The turkey vulture’s characteristic featherless red head (resembling a turkey’s) allows them to eat their carrion diet more hygienically. They can be distinguished from other large soaring birds by the V shape of their wings as they teeter and wobble in the wind. 

Unlike birds of prey, turkey vultures don’t rely on their sharp eyesight to find food. Instead, they have an extraordinary sense of smell — one of the best in the avian world. You’re most likely to spot turkey vultures along the side of a highway cleaning up roadkill, or soaring high in the sky around open fields, sniffing out their next meal. Their stomachs are super acidic, so they can digest just about anything, including certain poisons and viruses.

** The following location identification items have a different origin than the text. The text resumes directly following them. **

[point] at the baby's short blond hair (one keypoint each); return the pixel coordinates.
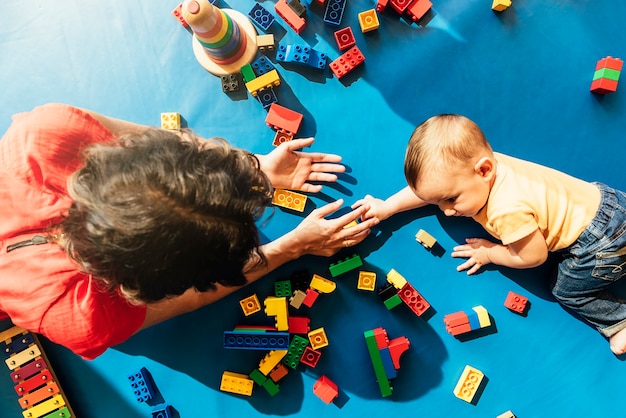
(445, 141)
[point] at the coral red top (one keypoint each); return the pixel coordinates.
(41, 289)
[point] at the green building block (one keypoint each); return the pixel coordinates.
(346, 265)
(377, 362)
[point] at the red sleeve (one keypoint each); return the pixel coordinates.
(45, 145)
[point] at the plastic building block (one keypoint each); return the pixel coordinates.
(267, 80)
(297, 7)
(347, 62)
(310, 357)
(515, 302)
(296, 349)
(261, 16)
(367, 281)
(178, 15)
(606, 75)
(500, 5)
(282, 288)
(267, 97)
(250, 305)
(280, 117)
(344, 266)
(468, 384)
(230, 83)
(424, 238)
(297, 299)
(141, 382)
(418, 9)
(289, 200)
(163, 412)
(236, 383)
(325, 389)
(318, 338)
(368, 20)
(251, 340)
(381, 5)
(310, 298)
(345, 38)
(262, 66)
(299, 324)
(290, 17)
(248, 73)
(170, 121)
(278, 308)
(334, 12)
(271, 360)
(507, 414)
(396, 279)
(322, 285)
(265, 42)
(279, 372)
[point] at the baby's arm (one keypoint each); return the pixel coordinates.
(402, 201)
(530, 251)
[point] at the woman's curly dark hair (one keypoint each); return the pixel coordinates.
(155, 215)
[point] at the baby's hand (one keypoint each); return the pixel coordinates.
(377, 208)
(476, 250)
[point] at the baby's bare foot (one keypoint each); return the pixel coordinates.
(618, 342)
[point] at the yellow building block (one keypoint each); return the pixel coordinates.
(278, 308)
(271, 360)
(367, 281)
(322, 284)
(396, 279)
(170, 121)
(483, 316)
(368, 20)
(267, 80)
(250, 305)
(425, 239)
(236, 383)
(289, 200)
(318, 338)
(500, 5)
(468, 384)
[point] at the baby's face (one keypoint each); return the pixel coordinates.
(456, 194)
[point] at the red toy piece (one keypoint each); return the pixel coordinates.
(347, 62)
(281, 118)
(516, 303)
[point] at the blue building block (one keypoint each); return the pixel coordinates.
(261, 66)
(141, 382)
(261, 16)
(334, 12)
(267, 97)
(163, 412)
(270, 340)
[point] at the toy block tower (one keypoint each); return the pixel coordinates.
(223, 40)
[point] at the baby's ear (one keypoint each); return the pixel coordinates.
(485, 167)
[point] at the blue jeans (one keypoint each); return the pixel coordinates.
(593, 263)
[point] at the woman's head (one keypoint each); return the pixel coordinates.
(157, 215)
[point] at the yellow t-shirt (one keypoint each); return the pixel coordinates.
(527, 196)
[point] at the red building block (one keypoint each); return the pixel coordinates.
(347, 62)
(418, 9)
(325, 389)
(516, 303)
(290, 17)
(413, 299)
(345, 38)
(281, 118)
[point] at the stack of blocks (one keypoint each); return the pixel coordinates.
(606, 76)
(385, 356)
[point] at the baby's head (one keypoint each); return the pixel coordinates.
(448, 157)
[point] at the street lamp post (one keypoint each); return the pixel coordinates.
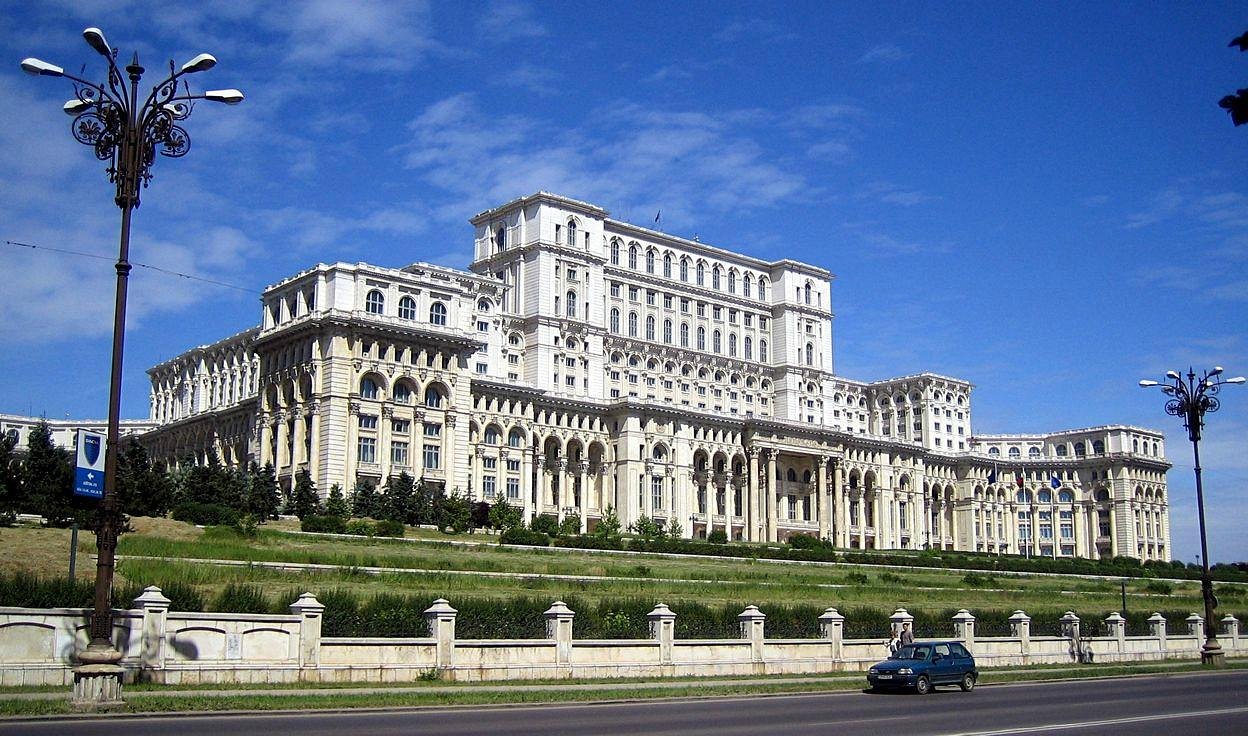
(1191, 399)
(126, 131)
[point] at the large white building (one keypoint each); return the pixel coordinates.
(583, 362)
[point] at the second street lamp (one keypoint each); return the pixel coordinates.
(1191, 399)
(127, 131)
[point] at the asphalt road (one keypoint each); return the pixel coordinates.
(1199, 704)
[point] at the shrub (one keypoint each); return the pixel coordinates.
(390, 528)
(205, 514)
(323, 524)
(361, 528)
(521, 535)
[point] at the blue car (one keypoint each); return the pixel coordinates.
(924, 665)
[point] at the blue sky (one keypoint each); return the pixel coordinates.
(1041, 198)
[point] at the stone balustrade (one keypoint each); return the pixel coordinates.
(38, 646)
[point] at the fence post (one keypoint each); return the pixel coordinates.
(1231, 630)
(751, 621)
(559, 628)
(155, 608)
(831, 624)
(1071, 630)
(663, 629)
(964, 628)
(308, 609)
(1020, 628)
(1117, 628)
(1157, 626)
(441, 619)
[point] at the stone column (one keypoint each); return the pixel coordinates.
(751, 621)
(663, 629)
(559, 629)
(771, 497)
(1157, 626)
(964, 628)
(1117, 629)
(308, 609)
(831, 625)
(441, 619)
(1231, 631)
(155, 608)
(821, 497)
(751, 497)
(1020, 628)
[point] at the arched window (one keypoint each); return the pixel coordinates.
(437, 313)
(375, 303)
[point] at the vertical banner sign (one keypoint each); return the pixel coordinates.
(89, 468)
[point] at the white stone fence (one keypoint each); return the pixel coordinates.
(38, 646)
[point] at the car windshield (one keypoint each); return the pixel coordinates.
(912, 653)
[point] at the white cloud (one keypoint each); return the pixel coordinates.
(884, 53)
(509, 20)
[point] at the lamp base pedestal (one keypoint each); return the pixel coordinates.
(97, 680)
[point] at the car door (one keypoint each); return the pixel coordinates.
(944, 665)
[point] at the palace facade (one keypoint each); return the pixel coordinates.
(583, 362)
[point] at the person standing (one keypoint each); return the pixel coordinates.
(907, 636)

Living between southern Canada and South America, turkey vulture sightings are becoming increasingly common in Lunenburg County. These scavengers surf currents of warm air known as thermals. During the day, the sun heats the ground and causes columns of air to rise. Turkey vultures will often hitch a ride, soaring in an upward spiral around the thermal. 

A couple unflattering facts about turkey vultures: they will poop on their own feet in the hot summer months to cool off. They sometimes vomit on a perceived threat that gets too close, which is a significant defense considering their diet. 

Despite these foul habits, turkey vultures are a beautiful sight and are important to ecosystems, as they clean up carcasses that could otherwise lead to disease and contamination. Good job, turkey vultures!